Thursday, January 29, 2015

THE NARROW ROAD TO THE DEEP NORTH by Richard Flanagan (fic)

Richard Flanagan was born in Tasmania as is Dorrigo Evans, the hero of his new book.  Flanagan's father survived the notorious Death Railway as a prisoner of the Japanese in World War II.  The building of this railway through Thailand and into Burma, to facilitate a Japanese invasion of India, forms the setting of this novel.  The title comes from a 17th century classic of Japanese literature about a long journey on foot, told in a mixture of prose and haiku.

Dorrigo Evans is a medical officer in the Austrailian army when he is captured by the Japanese and made to tend to his fellow captives who have been pressed into slave labor cutting through the jungles of Thailand and building the railroad.  It was called the Death Railway because it killed nearly 100,00 allied troops, 9000 of them Aussies.  This harrowing subject is penned with care by Flanagan.  The book is beautifully constructed with occasional poetic quotes which stand in contrast to the stark and frightening conditions the prisoners endured.  Flanagan weaves several stories through the bildungsroman of Dorrigo's life, from his childhood in Tasmania, to his love affair with the fascinating and beautiful Amy.  The centerpiece of the book is the Prisoner of War Camp where Dorrigo attempts to maintain as much civility as he can, for the men he is responsible for saving.  When the war is over those men who make it through are forever scarred, and this includes Evans who becomes a hero in his country, but not much of a father or husband.

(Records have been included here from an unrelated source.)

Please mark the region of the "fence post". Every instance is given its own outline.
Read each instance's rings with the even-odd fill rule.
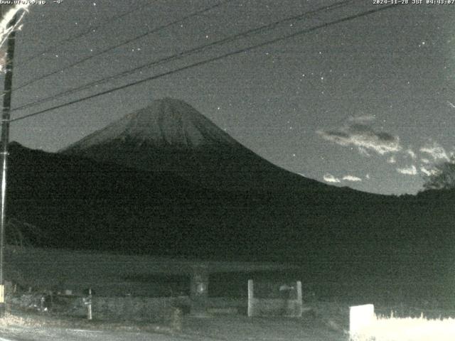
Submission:
[[[349,307],[349,335],[355,337],[362,329],[373,323],[375,306],[373,304]]]
[[[255,288],[254,288],[253,280],[248,280],[248,317],[250,318],[253,315],[253,300],[255,299]]]

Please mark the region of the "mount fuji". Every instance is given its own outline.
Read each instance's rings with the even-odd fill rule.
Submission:
[[[154,172],[172,172],[205,188],[293,190],[331,187],[272,164],[193,107],[165,98],[129,114],[60,153]]]

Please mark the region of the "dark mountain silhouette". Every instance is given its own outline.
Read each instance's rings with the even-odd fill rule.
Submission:
[[[61,151],[146,171],[168,171],[209,188],[328,187],[280,168],[242,146],[186,103],[154,101]]]
[[[454,192],[395,197],[306,179],[179,101],[157,101],[62,153],[13,143],[9,175],[9,218],[36,246],[288,261],[314,280],[449,293]]]

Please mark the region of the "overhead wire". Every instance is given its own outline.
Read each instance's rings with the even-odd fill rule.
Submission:
[[[250,36],[252,34],[257,33],[258,32],[262,32],[262,31],[265,31],[266,30],[273,29],[273,28],[274,28],[275,26],[277,26],[278,25],[282,24],[282,23],[286,23],[286,22],[301,20],[301,19],[303,19],[304,18],[308,17],[309,16],[311,16],[311,15],[313,15],[313,14],[315,14],[315,13],[320,13],[321,11],[331,11],[331,10],[333,10],[333,9],[339,9],[340,7],[347,6],[347,4],[348,4],[350,3],[358,1],[358,0],[345,0],[345,1],[343,1],[338,2],[336,4],[333,4],[330,5],[330,6],[325,6],[320,7],[318,9],[314,9],[314,10],[312,10],[312,11],[304,12],[303,13],[300,13],[300,14],[298,14],[298,15],[294,15],[294,16],[289,16],[289,17],[287,17],[287,18],[284,18],[283,19],[280,19],[279,21],[274,21],[272,23],[267,23],[267,24],[265,24],[265,25],[262,25],[262,26],[261,26],[259,27],[257,27],[257,28],[251,28],[250,30],[247,30],[247,31],[243,31],[243,32],[240,32],[240,33],[237,33],[237,34],[235,34],[234,36],[226,37],[226,38],[224,38],[223,39],[218,40],[215,40],[215,41],[213,41],[213,42],[211,42],[211,43],[207,43],[207,44],[203,44],[202,45],[200,45],[200,46],[198,46],[198,47],[196,47],[196,48],[190,48],[188,50],[186,50],[184,51],[180,52],[179,53],[177,53],[177,54],[175,54],[175,55],[171,55],[171,56],[167,56],[167,57],[165,57],[165,58],[156,60],[154,60],[152,62],[146,63],[145,64],[143,64],[141,65],[137,66],[137,67],[134,67],[132,69],[129,69],[129,70],[127,70],[125,71],[122,71],[122,72],[121,72],[119,73],[117,73],[117,74],[115,74],[115,75],[113,75],[102,78],[101,80],[95,80],[95,81],[93,81],[93,82],[90,82],[87,83],[85,85],[74,87],[73,89],[69,89],[69,90],[64,90],[64,91],[63,91],[61,92],[59,92],[58,94],[55,94],[53,95],[48,96],[47,97],[38,99],[38,101],[35,101],[35,102],[31,102],[31,103],[23,104],[23,105],[21,105],[20,107],[17,107],[14,108],[13,109],[13,111],[22,110],[22,109],[26,109],[26,108],[29,108],[31,107],[34,107],[34,106],[38,105],[38,104],[46,103],[47,102],[55,99],[57,98],[60,98],[61,97],[66,96],[68,94],[73,94],[73,93],[75,93],[75,92],[79,92],[79,91],[81,91],[81,90],[84,90],[88,89],[88,88],[92,87],[93,87],[95,85],[100,85],[100,84],[103,84],[103,83],[105,83],[105,82],[109,82],[110,80],[119,78],[120,77],[132,74],[134,72],[136,72],[137,71],[139,71],[139,70],[145,69],[145,68],[150,67],[151,66],[161,65],[161,64],[163,64],[163,63],[168,63],[169,61],[174,60],[176,60],[176,59],[181,59],[181,58],[183,58],[186,57],[188,55],[190,55],[191,54],[201,52],[201,51],[203,51],[203,50],[205,50],[207,48],[212,48],[213,46],[218,46],[218,45],[223,45],[223,44],[225,44],[227,43],[230,43],[230,42],[234,41],[235,40],[240,39],[240,38],[241,38],[242,37],[246,37],[247,36]]]
[[[139,7],[136,7],[135,9],[133,9],[132,10],[127,11],[127,12],[124,12],[122,13],[120,13],[119,15],[117,16],[113,16],[110,18],[109,18],[107,20],[106,20],[105,21],[104,21],[102,23],[100,23],[98,25],[95,25],[95,26],[90,26],[87,30],[83,31],[82,32],[80,32],[80,33],[75,35],[75,36],[73,36],[70,37],[68,37],[67,38],[65,39],[62,39],[61,40],[58,41],[58,43],[48,47],[47,48],[46,48],[45,50],[42,50],[41,52],[36,53],[33,55],[32,55],[31,57],[26,59],[24,61],[23,61],[21,63],[18,64],[16,65],[17,66],[21,66],[23,64],[26,64],[27,63],[30,62],[31,60],[33,60],[35,58],[37,58],[46,53],[48,53],[52,50],[53,50],[55,48],[58,48],[59,46],[61,46],[63,45],[66,44],[67,43],[70,43],[71,41],[75,40],[77,39],[79,39],[80,38],[83,37],[84,36],[87,36],[87,34],[90,34],[92,33],[94,31],[101,28],[103,26],[105,26],[107,25],[109,25],[109,23],[111,23],[112,21],[115,21],[118,19],[120,19],[122,18],[124,18],[129,14],[131,14],[132,13],[136,12],[137,11],[139,11],[142,9],[144,9],[146,7],[148,7],[149,6],[151,6],[151,3],[146,3],[145,5],[142,5],[142,6],[139,6]]]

After the war has ended, the reader also follows the fate of Marjor Nakamura the protagonist of the prison camp.  Flanagan does an admirable job of expressing the confusion of Nakamua who has to work out the dichotomy of blind obedience to the Emperor and his desire to be thought of as a good man.  He spends his life trying to work out this puzzle.

The theme of the novel is life's journey and meaning for all the men, Austrailian and Japanese.  It seems to elude these men damaged by war.  For Dorrigo Evans it is connected with his attachment to Tennyson's poem "Ulysses" who finds life's meaning always just beyond his grasp.  Also Evans looks for meaning in the dark Haiku poems of  Shisui who at his death had nothing to say that wasn't contained in his final brush painting of a perfect circle.

Flanagan has written a story based on truth that will stay with the reader long after the final page is read.  It is well-deserving of the Booker Prize which it won in 2014.  Though it deals with man's dehumanizing brutality to man, it also shows us the consequences of the aftermath of war and the hope of rehabilitation.  I highly recommend this book to all readers.